Africans! “Wake up” and Work to Avoid “Sinful” Western Aid, Says Uganda’s President

Mike Pflanz, Telegraph (London), July 2, 2014

Aid that comes tied with demands for fair treatment of homosexuals is “unreligious” and “sinful”, and Africans do not need handouts if they “stop sleeping and work”, Uganda’s president has said.

Several Western countries reduced funding to Yoweri Museveni’s government in February after he signed into law new legislation imposing life sentences for being gay.

The aid cuts were welcome because they had “aroused” Ugandans and made them realise they needed to “undertake serious work” to build self-reliance, Mr Museveni told a religious conference in the capital, Kampala.

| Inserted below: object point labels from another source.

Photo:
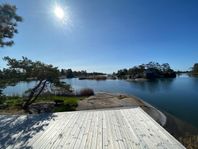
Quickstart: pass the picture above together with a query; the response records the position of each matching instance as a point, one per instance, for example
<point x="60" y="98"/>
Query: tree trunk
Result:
<point x="28" y="102"/>
<point x="33" y="100"/>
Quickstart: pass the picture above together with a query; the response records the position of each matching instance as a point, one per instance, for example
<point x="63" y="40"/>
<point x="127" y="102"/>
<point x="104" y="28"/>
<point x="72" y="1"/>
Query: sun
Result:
<point x="59" y="12"/>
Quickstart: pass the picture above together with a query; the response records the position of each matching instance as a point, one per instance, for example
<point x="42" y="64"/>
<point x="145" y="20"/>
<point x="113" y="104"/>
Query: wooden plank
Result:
<point x="81" y="136"/>
<point x="53" y="135"/>
<point x="76" y="130"/>
<point x="68" y="130"/>
<point x="88" y="142"/>
<point x="112" y="129"/>
<point x="86" y="132"/>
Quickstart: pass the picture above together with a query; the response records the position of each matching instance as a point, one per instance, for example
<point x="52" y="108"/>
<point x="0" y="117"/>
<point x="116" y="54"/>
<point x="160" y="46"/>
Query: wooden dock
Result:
<point x="102" y="129"/>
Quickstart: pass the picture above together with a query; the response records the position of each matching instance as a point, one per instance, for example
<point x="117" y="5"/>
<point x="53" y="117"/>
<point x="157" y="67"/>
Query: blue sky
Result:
<point x="107" y="35"/>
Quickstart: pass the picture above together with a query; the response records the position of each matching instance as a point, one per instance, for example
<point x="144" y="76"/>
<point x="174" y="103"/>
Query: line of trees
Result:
<point x="45" y="75"/>
<point x="151" y="70"/>
<point x="68" y="73"/>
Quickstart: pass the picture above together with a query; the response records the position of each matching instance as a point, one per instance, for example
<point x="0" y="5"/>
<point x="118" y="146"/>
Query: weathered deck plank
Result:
<point x="101" y="129"/>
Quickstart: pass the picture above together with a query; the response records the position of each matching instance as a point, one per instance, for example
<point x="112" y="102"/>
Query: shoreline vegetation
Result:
<point x="52" y="95"/>
<point x="87" y="100"/>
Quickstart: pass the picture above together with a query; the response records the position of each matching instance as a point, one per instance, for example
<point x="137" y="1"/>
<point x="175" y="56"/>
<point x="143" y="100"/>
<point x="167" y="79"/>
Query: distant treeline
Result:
<point x="151" y="70"/>
<point x="68" y="73"/>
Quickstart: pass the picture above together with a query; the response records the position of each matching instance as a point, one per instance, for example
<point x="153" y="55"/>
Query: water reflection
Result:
<point x="172" y="95"/>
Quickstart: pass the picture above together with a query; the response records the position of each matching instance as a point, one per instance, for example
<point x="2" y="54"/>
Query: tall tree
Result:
<point x="195" y="68"/>
<point x="45" y="74"/>
<point x="8" y="24"/>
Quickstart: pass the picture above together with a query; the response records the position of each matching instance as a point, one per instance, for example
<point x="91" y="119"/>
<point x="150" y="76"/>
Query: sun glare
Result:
<point x="59" y="12"/>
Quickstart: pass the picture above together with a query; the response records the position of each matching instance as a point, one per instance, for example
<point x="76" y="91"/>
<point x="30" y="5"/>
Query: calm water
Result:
<point x="177" y="96"/>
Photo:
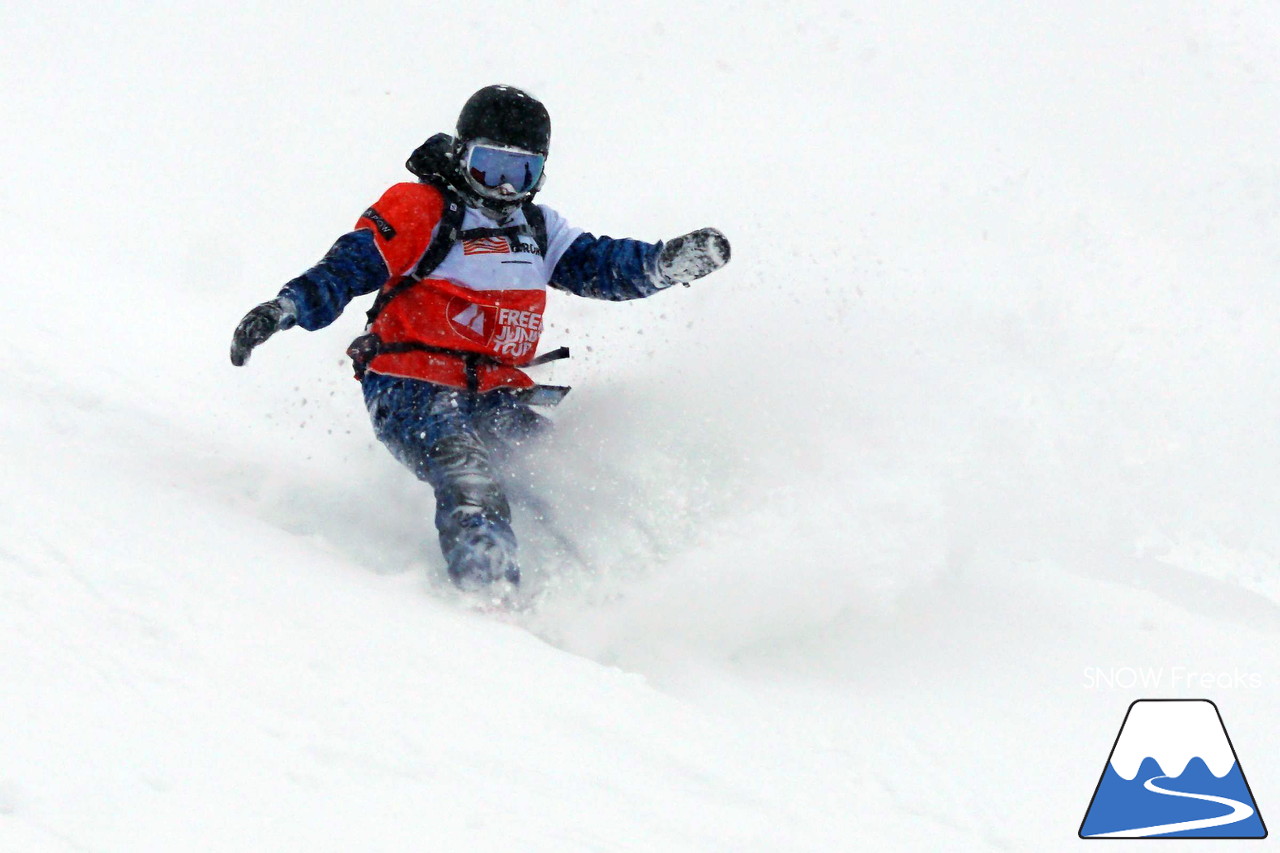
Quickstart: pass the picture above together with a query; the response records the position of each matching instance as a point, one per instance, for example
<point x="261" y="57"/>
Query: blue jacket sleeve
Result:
<point x="352" y="268"/>
<point x="602" y="268"/>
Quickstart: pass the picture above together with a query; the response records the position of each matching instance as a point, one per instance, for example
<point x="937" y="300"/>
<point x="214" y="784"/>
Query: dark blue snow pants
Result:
<point x="457" y="441"/>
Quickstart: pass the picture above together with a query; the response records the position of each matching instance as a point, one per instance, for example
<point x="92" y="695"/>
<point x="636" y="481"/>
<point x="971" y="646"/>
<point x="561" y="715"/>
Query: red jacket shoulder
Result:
<point x="402" y="222"/>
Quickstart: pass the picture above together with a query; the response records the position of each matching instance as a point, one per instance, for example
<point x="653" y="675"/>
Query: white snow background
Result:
<point x="986" y="398"/>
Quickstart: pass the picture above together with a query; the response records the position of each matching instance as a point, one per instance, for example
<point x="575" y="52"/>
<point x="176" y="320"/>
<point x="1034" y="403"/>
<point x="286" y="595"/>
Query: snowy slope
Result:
<point x="982" y="407"/>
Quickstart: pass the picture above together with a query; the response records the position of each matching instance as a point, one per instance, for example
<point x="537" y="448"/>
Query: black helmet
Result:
<point x="507" y="115"/>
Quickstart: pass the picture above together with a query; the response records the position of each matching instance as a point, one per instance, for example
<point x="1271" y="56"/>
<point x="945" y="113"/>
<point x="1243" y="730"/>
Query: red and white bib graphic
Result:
<point x="517" y="333"/>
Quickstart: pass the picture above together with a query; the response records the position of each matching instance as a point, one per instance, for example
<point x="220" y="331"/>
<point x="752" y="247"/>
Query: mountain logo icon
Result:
<point x="1173" y="772"/>
<point x="472" y="322"/>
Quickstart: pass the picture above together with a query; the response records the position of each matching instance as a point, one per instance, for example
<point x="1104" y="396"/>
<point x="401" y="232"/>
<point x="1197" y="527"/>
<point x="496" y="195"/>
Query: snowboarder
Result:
<point x="461" y="260"/>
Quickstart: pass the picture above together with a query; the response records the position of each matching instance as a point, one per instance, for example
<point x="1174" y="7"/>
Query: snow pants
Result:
<point x="458" y="441"/>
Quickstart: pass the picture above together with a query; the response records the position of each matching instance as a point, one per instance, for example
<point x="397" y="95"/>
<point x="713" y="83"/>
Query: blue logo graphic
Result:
<point x="1173" y="772"/>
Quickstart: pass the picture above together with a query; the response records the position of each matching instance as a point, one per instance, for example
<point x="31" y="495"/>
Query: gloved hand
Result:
<point x="259" y="324"/>
<point x="691" y="256"/>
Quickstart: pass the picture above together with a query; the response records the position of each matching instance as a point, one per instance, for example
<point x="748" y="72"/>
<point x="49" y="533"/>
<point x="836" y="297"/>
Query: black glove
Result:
<point x="259" y="324"/>
<point x="693" y="255"/>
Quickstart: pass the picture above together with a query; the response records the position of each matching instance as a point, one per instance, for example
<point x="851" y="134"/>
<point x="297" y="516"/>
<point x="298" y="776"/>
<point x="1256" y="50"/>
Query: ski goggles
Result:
<point x="493" y="165"/>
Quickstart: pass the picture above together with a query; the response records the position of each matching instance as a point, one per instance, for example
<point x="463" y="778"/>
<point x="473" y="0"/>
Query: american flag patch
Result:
<point x="487" y="246"/>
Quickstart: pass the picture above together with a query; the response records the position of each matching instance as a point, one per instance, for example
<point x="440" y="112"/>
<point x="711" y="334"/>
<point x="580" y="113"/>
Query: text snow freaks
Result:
<point x="1150" y="678"/>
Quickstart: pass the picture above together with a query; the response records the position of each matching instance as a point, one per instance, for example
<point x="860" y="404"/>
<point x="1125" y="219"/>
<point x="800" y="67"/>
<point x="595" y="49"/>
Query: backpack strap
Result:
<point x="536" y="223"/>
<point x="442" y="241"/>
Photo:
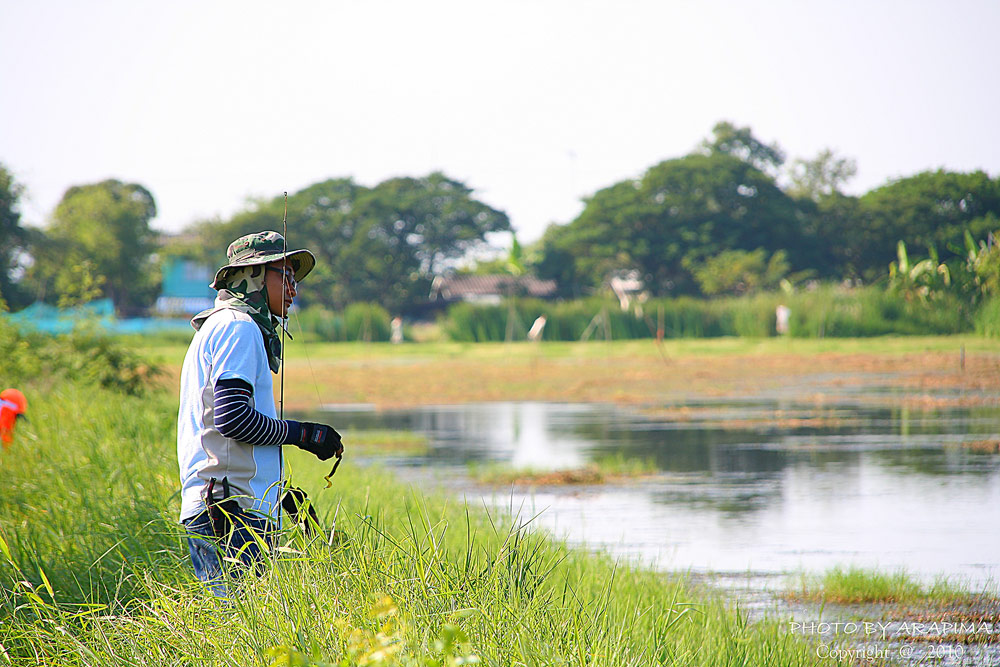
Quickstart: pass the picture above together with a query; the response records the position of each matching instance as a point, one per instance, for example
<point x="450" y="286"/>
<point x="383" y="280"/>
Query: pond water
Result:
<point x="769" y="485"/>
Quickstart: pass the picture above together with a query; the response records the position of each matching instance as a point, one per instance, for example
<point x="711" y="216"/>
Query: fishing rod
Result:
<point x="295" y="497"/>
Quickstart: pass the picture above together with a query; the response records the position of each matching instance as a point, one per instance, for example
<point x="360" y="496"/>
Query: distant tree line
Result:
<point x="732" y="217"/>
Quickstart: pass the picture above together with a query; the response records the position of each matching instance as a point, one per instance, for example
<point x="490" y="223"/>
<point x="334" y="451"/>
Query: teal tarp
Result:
<point x="49" y="319"/>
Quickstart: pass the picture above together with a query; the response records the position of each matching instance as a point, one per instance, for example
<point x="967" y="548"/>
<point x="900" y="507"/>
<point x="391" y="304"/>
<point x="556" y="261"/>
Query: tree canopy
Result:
<point x="382" y="243"/>
<point x="679" y="213"/>
<point x="101" y="229"/>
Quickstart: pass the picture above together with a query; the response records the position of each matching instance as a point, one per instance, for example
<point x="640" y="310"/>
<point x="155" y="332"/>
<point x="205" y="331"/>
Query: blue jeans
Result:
<point x="240" y="545"/>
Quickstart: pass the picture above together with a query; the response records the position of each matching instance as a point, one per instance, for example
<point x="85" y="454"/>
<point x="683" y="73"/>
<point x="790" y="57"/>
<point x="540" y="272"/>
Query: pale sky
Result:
<point x="534" y="104"/>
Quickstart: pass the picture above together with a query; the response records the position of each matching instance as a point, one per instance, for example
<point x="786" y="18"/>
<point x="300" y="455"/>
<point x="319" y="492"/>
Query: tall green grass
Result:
<point x="358" y="321"/>
<point x="94" y="570"/>
<point x="827" y="311"/>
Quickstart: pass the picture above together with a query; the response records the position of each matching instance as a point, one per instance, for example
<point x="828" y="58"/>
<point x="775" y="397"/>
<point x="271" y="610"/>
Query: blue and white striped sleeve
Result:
<point x="237" y="420"/>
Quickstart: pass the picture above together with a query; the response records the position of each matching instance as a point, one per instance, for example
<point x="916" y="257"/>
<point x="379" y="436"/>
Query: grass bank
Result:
<point x="857" y="585"/>
<point x="93" y="570"/>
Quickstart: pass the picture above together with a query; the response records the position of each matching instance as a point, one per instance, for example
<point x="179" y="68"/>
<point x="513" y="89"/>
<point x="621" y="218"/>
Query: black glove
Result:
<point x="320" y="440"/>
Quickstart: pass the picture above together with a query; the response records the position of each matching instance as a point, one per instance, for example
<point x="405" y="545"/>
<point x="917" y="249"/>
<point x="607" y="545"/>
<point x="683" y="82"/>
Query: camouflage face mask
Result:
<point x="244" y="291"/>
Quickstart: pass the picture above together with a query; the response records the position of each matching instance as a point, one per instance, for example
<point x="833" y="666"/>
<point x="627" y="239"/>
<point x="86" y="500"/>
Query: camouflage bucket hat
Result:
<point x="263" y="248"/>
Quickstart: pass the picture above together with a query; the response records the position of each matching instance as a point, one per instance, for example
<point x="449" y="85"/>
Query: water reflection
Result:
<point x="767" y="485"/>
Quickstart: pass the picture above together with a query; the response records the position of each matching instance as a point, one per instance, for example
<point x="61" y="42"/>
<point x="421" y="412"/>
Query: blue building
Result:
<point x="186" y="288"/>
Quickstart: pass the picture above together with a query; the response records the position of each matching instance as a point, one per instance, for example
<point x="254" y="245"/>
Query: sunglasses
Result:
<point x="288" y="273"/>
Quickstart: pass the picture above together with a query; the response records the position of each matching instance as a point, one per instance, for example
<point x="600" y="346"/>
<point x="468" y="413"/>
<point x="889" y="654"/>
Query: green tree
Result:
<point x="104" y="226"/>
<point x="930" y="209"/>
<point x="680" y="213"/>
<point x="381" y="244"/>
<point x="739" y="272"/>
<point x="15" y="240"/>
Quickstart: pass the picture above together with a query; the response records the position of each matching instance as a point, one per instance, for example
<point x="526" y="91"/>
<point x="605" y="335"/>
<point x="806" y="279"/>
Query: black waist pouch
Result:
<point x="220" y="510"/>
<point x="293" y="502"/>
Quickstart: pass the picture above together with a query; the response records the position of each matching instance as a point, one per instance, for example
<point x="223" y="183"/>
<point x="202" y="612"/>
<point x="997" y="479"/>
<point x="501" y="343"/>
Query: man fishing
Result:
<point x="229" y="436"/>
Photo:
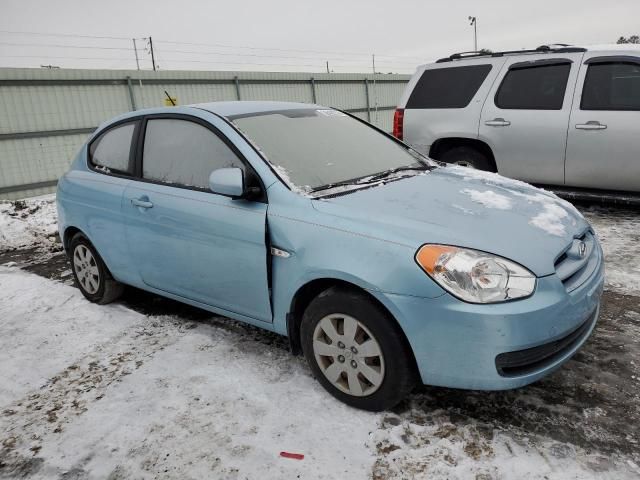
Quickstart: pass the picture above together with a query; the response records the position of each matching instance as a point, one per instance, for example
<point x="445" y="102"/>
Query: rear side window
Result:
<point x="452" y="87"/>
<point x="184" y="153"/>
<point x="612" y="86"/>
<point x="534" y="88"/>
<point x="112" y="149"/>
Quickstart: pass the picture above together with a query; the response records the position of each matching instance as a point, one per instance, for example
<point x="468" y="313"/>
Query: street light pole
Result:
<point x="474" y="22"/>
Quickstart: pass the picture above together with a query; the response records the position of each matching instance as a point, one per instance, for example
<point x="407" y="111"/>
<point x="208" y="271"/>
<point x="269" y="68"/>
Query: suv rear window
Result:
<point x="534" y="88"/>
<point x="452" y="87"/>
<point x="612" y="86"/>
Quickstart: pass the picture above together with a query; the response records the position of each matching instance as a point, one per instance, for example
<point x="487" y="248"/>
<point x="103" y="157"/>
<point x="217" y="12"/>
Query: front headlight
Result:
<point x="475" y="276"/>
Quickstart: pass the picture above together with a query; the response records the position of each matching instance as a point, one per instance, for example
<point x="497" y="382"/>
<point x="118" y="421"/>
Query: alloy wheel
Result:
<point x="348" y="355"/>
<point x="86" y="269"/>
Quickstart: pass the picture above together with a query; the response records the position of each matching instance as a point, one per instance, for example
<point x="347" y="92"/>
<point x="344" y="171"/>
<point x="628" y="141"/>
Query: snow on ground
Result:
<point x="138" y="389"/>
<point x="619" y="234"/>
<point x="160" y="396"/>
<point x="31" y="222"/>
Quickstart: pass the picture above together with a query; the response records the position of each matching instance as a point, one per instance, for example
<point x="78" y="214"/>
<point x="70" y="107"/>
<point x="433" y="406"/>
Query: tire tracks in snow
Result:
<point x="26" y="424"/>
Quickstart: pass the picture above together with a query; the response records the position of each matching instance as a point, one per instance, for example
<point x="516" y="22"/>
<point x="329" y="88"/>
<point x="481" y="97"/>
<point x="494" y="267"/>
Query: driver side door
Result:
<point x="185" y="239"/>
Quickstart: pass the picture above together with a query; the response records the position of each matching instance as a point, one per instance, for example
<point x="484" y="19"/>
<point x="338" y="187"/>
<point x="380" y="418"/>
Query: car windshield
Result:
<point x="315" y="149"/>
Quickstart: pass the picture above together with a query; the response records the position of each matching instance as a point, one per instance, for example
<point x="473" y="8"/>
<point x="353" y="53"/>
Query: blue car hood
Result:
<point x="467" y="208"/>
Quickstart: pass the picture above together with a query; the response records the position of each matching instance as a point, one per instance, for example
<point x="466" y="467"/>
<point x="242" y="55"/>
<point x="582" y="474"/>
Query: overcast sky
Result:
<point x="294" y="35"/>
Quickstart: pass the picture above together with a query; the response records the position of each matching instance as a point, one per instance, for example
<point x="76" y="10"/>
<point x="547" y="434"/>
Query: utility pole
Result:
<point x="473" y="21"/>
<point x="375" y="87"/>
<point x="153" y="58"/>
<point x="135" y="49"/>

“Uganda does not need aid,” he said. “Uganda is so rich, we should be the ones to give aid. The only thing we need from the world is trade, if they can buy our products. Aid becomes important only when people are asleep.”

The only thing that Africans “do well”, the 69-year-old president said, was “multiply and fill the Earth”, while not working hard to ensure productivity to feed all the continent’s people. That, he said, was what led to reliance on aid.

It was “unreligious” to offer aid with strings attached, including demands to treat homosexuals, bisexuals and transgender people equally with others, he said.

“That is a bad omen, you are committing a sin to offer that aid, or to receive it,” he said.

Mr Museveni has become known for his long speeches justifying his government’s anti-gay laws by claiming that homosexuality is a “lifestyle choice” and Western attempts to impose equality were “social imperialism”.

British aid had already been diverted away from directly funding the Ugandan government, and the GBP83 million that the Department for International Development spends annually in the country goes through approved charities.

The US last month cut aid, imposed visa restrictions and cancelled a military exercise it planned with the Ugandan army, in Barack Obama’s latest sanctions against Mr Museveni over the new laws.

Norway and Denmark had also earlier reduced their funding to Mr Museveni’s government. He has been in power for 28 years and appears unwilling to step down.

“The president is a religious man, he sees aid which comes from religious organisations that then add demands over gay people to be unreligious, and he is right that we don’t need it,” said Tamale Mirundi, a spokesman for Mr Museveni.

“In his speech he made clear that Uganda can be self-reliant, and the aid cuts have woken us up and invigorated us. The president has always opposed aid, from the beginning.”